# Tree Hazards: Understanding E&O Risks



## toscottm (Jan 11, 2007)

Hi All,

In reviewing many of the posts, a common concern and misperception is often the level of responsibility owed to a customer (and the public) for errors and omissions related to hazard assessments whether part of the intended service or not.

There are varying opinions on this, however the more experienced guys certainly do seem to have a good grasp on this. For the rest, let's chat about the risk and solution.

First of all, we need to recognize and accept that as an 'expert' (your level of 'expert' will vary based on experience and credentials), you are in a better qualified position to notice potential hazards than your client who is likely a lay-person. If hazards are noticed (or if they should have been noticed by someone who is a similar 'expert') and you fail to advise the client, from the laws point of view, you are probably in trouble.
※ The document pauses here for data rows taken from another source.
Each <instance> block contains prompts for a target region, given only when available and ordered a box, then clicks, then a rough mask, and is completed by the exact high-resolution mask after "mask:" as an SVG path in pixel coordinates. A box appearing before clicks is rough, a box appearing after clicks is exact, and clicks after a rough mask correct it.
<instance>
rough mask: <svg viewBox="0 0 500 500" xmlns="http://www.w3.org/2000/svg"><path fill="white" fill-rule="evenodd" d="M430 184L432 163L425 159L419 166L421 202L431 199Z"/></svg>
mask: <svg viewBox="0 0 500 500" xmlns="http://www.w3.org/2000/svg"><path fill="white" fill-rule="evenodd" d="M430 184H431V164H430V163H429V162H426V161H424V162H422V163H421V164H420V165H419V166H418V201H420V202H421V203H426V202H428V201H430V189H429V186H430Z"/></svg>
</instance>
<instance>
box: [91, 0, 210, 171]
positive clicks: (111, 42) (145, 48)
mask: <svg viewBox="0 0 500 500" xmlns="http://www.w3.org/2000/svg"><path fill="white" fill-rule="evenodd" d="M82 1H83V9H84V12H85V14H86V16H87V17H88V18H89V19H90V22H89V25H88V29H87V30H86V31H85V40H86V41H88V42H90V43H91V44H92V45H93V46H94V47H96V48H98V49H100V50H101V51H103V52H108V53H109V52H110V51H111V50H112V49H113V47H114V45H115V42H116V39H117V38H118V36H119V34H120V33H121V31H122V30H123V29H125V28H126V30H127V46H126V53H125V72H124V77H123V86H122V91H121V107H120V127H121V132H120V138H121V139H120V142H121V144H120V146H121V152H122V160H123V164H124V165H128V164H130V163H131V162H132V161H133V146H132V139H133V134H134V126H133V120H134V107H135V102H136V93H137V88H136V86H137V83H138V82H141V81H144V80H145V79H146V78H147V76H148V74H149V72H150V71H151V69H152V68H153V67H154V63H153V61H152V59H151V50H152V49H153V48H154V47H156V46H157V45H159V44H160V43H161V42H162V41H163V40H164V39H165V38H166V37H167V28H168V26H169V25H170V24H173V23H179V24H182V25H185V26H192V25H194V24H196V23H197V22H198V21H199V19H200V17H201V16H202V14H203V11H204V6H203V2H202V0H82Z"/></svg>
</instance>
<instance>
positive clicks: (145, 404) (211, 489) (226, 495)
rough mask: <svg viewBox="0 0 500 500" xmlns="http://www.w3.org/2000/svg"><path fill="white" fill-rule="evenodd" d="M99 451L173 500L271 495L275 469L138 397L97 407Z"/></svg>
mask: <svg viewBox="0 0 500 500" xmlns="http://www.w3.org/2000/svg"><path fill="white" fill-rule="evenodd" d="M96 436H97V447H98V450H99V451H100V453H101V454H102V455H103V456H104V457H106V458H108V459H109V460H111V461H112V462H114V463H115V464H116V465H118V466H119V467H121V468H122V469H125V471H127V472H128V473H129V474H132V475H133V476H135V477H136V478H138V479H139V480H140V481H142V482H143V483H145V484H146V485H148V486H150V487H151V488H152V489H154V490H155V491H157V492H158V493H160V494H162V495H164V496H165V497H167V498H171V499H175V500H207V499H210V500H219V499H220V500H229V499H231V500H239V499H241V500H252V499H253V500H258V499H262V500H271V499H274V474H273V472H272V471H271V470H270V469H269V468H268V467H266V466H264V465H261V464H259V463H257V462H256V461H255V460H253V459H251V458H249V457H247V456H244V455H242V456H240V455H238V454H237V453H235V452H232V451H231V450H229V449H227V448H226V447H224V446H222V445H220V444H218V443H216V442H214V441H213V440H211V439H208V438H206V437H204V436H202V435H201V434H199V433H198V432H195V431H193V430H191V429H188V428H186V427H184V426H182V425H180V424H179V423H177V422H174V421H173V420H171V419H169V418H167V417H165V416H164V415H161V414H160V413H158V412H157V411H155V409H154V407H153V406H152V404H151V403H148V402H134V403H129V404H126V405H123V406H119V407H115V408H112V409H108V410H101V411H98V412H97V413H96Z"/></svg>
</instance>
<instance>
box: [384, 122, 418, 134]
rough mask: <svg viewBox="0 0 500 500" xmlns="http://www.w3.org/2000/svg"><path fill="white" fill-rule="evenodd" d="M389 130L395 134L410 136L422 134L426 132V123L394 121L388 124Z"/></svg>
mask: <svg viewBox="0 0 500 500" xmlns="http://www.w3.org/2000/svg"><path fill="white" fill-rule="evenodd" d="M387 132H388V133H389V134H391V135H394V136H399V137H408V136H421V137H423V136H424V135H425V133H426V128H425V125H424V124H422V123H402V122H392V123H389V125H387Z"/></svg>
The law looks at two matters. One is if a duty of care was owed and the second if the standard of care was breached. The duty of care is is owed if there is a reasonable responsibility to share your expertise. The standard of care is considered breached if you have failed to do what a similarly qualified person when faced with similar circumstances would have done. It is very important to recognize that these two matters do not need to be proven in 'advance' of a lawsuit. These matters will be the purpose of a lawsuit. I bring this up only because so many arborists (people for that matter) seem to perceive that they can't be sued merely because they think the did nothing wrong. That is instead a matter for the courts to decide! You can be sued regardless, it is up to the 'judge & jury' to determine if you are to blame.

What are the solutions? Well, as mentioned above, don't try to convince yourself that you can't be sued because you can. Accept the risk as 'part of being in this business' and do what you can to minimize chances and also to be in a strong position if you are sued. Here are some tips:

1. Diligence (be thorough with inspections [and non-inspections] by reviewing carefully all that would usually be reviewed)

2. Document (keep good notes as a record of what was reviewed, what was observed and your detailings, descriptions and warnings to the customer)

3. Contract (include a waiver within which the customer agrees to 'hold harmless & indemnify' you for failure to heed your advice and warnings - but remember this doesn't prevent someone from suing, it just gives you evidence to present in a lawsuit) 

4. Insurance (carry broad errors & omissions coverage - see my next post about this).

Looking forward to chatting with those wanting to share their ideas, opinions, etc., on this always highly contentious issue.

Best Wishes!

Scott


----------



## Ekka (Jan 11, 2007)

I disagree.

A doctor is not responsible for the well being of every person they pass in the street.

A mechanic is not responsible for every vehicle which may be in need of repair that they see whilst in a carpark going to the store.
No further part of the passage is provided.